We would start by querying the API for entries with the two manufacturers. This time, we’ll just set the limit to be reasonably high instead of checking the count available in the database first.
manu_comparison_list <- c("Ford", "Toyota")

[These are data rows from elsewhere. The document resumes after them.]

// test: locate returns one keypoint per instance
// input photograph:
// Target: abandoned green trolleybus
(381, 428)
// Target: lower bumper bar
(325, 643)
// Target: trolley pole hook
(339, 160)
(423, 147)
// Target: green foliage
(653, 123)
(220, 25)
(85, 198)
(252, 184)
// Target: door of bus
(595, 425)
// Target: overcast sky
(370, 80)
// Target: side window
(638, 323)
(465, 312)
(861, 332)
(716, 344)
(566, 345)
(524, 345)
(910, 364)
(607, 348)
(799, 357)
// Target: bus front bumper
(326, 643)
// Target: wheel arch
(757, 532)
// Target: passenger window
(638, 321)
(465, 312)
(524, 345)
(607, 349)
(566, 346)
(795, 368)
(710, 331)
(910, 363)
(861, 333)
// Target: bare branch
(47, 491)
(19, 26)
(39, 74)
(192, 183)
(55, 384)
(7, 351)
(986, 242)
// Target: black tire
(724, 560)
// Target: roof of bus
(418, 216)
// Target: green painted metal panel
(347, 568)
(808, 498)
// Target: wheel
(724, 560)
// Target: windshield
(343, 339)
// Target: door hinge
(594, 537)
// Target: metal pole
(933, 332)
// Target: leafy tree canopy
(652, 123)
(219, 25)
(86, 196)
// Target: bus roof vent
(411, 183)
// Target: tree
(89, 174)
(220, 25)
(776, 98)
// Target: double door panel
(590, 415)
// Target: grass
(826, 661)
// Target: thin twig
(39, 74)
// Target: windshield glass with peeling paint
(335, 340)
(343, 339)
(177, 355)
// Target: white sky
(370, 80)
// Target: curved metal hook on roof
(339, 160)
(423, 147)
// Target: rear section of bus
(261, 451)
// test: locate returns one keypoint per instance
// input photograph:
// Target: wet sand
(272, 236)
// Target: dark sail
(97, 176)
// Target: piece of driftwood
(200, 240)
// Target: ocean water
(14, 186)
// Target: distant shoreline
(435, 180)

recall_comparison <- recall_by_make(manu_comparison_list, start_year = 2011, end_year = 2020, limit = 10000)
recall_comparison
#> # A tibble: 1,266 x 6
#> `Recall number` `Manufacturer Name` `Model name` `Make name` Year `Recall date`
#> <chr> <chr> <chr> <chr> <int> <date>
#> 1 2009290 TOYOTA CAMRY TOYOTA 2011 2009-10-07
#> 2 2010366 FORD EDGE FORD 2011 2010-10-25
#> 3 2010439 TOYOTA SIENNA TOYOTA 2011 2010-12-13
#> 4 2010463 FORD EDGE FORD 2011 2010-12-23
#> 5 2010463 FORD F-150 FORD 2011 2010-12-23
#> 6 2010463 FORD F-250 SUPER DUTY FORD 2011 2010-12-23
#> 7 2010463 FORD F-350 SUPER DUTY FORD 2011 2010-12-23
#> 8 2010463 FORD F-450 SUPER DUTY FORD 2011 2010-12-23
#> 9 2010463 FORD F-550 SUPER DUTY FORD 2011 2010-12-23
#> 10 2011046 FORD EXPLORER FORD 2011 2011-01-31
#> # ... with 1,256 more rows
We can then plot the total amount of recalls for each year grouped by manufacturer.
recall_comparison %>%
ggplot() +
aes(x=`Year`, color = `Make name`) +
geom_point(stat='count', size=4) +
scale_x_continuous(breaks = seq(2010,2021,1)) +
labs(title = 'Recall Count per Year',
y = 'Annual Count',
color = 'Manufacturer') +
theme(axis.title.x=element_blank())
The plot shows a much lower number of recalls in 2020 for both manufactures; however, this is likely because there has not been sufficient time for recalls to have occurred on more recent products.